Some of them can be valuable tools in your situation. They give you out-of-this-world magnification for less than $500. The venerable Canon SX50 has a maximum reach of 1200mm equivalent (the actual focal length at that setting is 215mm), and only costs $350—and eBay is probably flooded with these at even lower prices. But how often do you actually need 1200mm-equivalent reach, anyway? When you fill the frame at that focal length, you can often have some issues such as heat distortion, simply because you’re shooting something that is so far away.

If you’re craving long reach but want a bigger sensor, there are some other options.
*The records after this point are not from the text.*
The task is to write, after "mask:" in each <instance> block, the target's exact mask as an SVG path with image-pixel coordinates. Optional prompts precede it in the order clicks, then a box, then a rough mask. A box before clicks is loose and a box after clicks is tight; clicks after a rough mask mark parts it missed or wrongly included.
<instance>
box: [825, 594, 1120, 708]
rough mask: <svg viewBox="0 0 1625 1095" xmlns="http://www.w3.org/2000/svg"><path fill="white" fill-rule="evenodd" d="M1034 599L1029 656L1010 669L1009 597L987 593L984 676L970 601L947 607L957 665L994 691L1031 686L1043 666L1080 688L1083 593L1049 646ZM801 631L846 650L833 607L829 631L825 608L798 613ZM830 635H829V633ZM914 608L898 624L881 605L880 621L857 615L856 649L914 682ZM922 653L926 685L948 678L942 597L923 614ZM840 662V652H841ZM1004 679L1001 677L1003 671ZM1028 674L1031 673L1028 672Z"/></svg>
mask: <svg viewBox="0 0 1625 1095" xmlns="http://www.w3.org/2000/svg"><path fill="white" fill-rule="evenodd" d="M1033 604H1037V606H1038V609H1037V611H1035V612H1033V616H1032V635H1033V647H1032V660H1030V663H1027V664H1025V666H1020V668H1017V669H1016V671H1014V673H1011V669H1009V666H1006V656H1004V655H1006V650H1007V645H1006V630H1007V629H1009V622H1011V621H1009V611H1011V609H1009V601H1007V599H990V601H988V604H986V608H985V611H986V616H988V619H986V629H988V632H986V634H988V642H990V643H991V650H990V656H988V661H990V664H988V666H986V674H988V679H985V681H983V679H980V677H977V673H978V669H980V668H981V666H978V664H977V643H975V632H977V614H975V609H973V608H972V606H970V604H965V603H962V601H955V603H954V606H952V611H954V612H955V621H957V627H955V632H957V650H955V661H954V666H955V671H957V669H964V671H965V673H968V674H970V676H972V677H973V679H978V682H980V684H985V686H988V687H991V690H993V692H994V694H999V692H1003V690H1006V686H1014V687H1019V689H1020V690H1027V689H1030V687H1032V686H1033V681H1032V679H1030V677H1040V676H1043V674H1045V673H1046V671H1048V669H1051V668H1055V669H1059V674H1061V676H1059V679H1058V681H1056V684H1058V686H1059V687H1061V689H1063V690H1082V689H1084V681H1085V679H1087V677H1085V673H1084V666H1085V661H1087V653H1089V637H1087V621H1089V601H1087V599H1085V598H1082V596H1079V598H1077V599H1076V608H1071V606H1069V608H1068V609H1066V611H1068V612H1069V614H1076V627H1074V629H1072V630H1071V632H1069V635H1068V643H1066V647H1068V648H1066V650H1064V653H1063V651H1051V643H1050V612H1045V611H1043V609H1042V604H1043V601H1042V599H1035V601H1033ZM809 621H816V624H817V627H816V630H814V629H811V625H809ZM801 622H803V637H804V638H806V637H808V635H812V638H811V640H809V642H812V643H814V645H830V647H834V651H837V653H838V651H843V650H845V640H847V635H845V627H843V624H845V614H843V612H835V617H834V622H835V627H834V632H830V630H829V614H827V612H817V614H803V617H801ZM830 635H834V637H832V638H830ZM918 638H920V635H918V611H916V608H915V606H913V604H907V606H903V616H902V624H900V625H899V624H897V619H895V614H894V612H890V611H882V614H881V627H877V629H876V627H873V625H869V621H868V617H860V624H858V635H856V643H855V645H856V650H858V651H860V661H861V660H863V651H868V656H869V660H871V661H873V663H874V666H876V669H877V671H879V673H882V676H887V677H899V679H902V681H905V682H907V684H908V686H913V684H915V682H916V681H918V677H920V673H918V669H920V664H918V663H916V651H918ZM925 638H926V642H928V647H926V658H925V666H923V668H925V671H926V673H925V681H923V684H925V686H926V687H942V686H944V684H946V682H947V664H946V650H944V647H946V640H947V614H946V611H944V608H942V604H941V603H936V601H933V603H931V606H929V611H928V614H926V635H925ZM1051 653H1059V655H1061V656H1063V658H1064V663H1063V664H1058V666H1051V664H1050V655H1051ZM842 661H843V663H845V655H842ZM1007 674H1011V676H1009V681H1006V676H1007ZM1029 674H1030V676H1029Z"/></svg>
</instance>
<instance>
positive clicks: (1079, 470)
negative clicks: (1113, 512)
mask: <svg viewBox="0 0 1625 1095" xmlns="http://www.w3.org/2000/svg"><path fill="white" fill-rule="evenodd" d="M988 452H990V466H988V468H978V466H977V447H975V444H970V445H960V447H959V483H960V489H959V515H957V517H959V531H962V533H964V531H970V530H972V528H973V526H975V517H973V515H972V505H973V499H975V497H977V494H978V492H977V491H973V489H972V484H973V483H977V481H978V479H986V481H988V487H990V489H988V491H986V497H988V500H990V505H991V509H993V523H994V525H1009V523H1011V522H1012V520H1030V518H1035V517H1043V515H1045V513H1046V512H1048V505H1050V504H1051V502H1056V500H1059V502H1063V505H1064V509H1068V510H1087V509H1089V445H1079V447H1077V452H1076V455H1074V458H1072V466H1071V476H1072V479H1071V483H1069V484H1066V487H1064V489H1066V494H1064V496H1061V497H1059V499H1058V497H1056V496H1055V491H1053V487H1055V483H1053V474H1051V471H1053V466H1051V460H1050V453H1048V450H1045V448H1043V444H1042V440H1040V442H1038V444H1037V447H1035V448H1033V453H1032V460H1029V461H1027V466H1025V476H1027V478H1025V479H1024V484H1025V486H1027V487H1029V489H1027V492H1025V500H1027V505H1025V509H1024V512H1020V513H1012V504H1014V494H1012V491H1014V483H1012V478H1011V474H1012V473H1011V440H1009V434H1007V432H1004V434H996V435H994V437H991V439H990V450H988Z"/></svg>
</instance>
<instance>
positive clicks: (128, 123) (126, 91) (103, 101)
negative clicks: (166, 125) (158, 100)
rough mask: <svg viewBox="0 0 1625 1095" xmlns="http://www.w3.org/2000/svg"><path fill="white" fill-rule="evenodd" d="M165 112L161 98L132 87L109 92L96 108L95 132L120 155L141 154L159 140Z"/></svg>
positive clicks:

You could go with a Micro Four Thirds camera and an Olympus 75-300 II or Panasonic 100-300, but then you’ll “only” get 600mm-equivalent reach, which you can get with your current camera and something like a 100-400, which I suppose isn’t any bigger than a 70-200 f/2.8. Panasonic has announced development of a Leica-branded 100-400 lens for Micro Four Thirds, which gives 800mm-equivalent reach—what you’d get with a 500mm lens for your Canon APS-C camera.
Another option is a Nikon 1-series camera (the best sensor of them all right now is in the J5) with the CX 70-300 lens, which gives around 800mm-equivalent reach as well. You can also mount lenses for Nikon DSLRs—for example, the Nikon 80-400 will get you to >1,000mm, and we haven’t even talked about teleconverters. But that option would really only be viable if you already had such lenses.

If you don’t mind the size, get a super-telephoto lens for your T5i. Some of them aren’t too expensive—you can get a Tamron/Sigma 150-600mm f/5-6.3 lens for under $1,100 new, and if that’s too expensive for you, look for a used Sigma 150-500. Of course, there is merit to the exotic super-telephoto primes—500mm f/4, 600mm f/4, 800mm f/5.6—but with the slower and more “consumer-grade” zoom lenses, you still get the reach with decent sharpness, and at a truly long focal length—you will get far deeper depth of field with a camera like the SX50, than you’d get by using a 150-600/150-500 zoom on your T5i.
 
The Panasonic FZ1000 is a good compromise for someone who doesn't like to hassle with lenses.
The daylight IQ is (almost) as good as from an entry level DSLR. Even at ISO 3200, pictures are acceptable
most of the time. It is a very fast and versatile camera.
Rudi
 
The Panasonic FZ1000 is a good compromise for someone who doesn't like to hassle with lenses.
The daylight IQ is (almost) as good as from an entry level DSLR. Even at ISO 3200, pictures are acceptable
most of the time. It is a very fast and versatile camera.
Rudi
Yet it’s hardly useful in this situation. The OP is intrigued by the great “reach” that typical superzooms cameras offer, but the FZ1000 doesn’t get him any further than with a 55-250 Canon lens—the terrific STM model is very affordable.
 
What is it that you enjoy shooting that would benefit from higher magnification?

In general, super-zoom lenses and bridge cameras usually sacrifice a bit in terms of optical quality, certainly in focal ratio, and typically cannot produce a shallow depth of field (if you want a blurred background... you'd need to switch cameras because you can't switch lenses and those lenses can't pull it off.)
 
Yes, they have come of age. Michael Reichmann of The Luminous Landscape recently compared a bridge camera versus a Canon d-slr and Canon lens...the bridge camera gave higher magnification and better detail in a hugely smaller, lighter, and easier to carry package. He says now he will be using the bridge camera when he wants a very long lens setup. I think the bridge cameras came of age a few years ago: the Fuji models from the mid-2000's were pretty good, shot in raw mode, shot decent video, and were small, light, and affordable. The best of the bridge cameras have excellent image quality. As in *excellent* image quality. Which is not to say "superb" image quality, which is another level entirely; but then again, for long-lens work that reaches "superb" image quality, it means a seven pound or heavier (fifteen pounds or so) lens, and basically, around an eight to eighteen thousand dollar rig.
 
The Canon SX60HS is a one of the better superzooms (65X).
An even longer reach has the Nikon P900 (83x) 24-2000mm eq.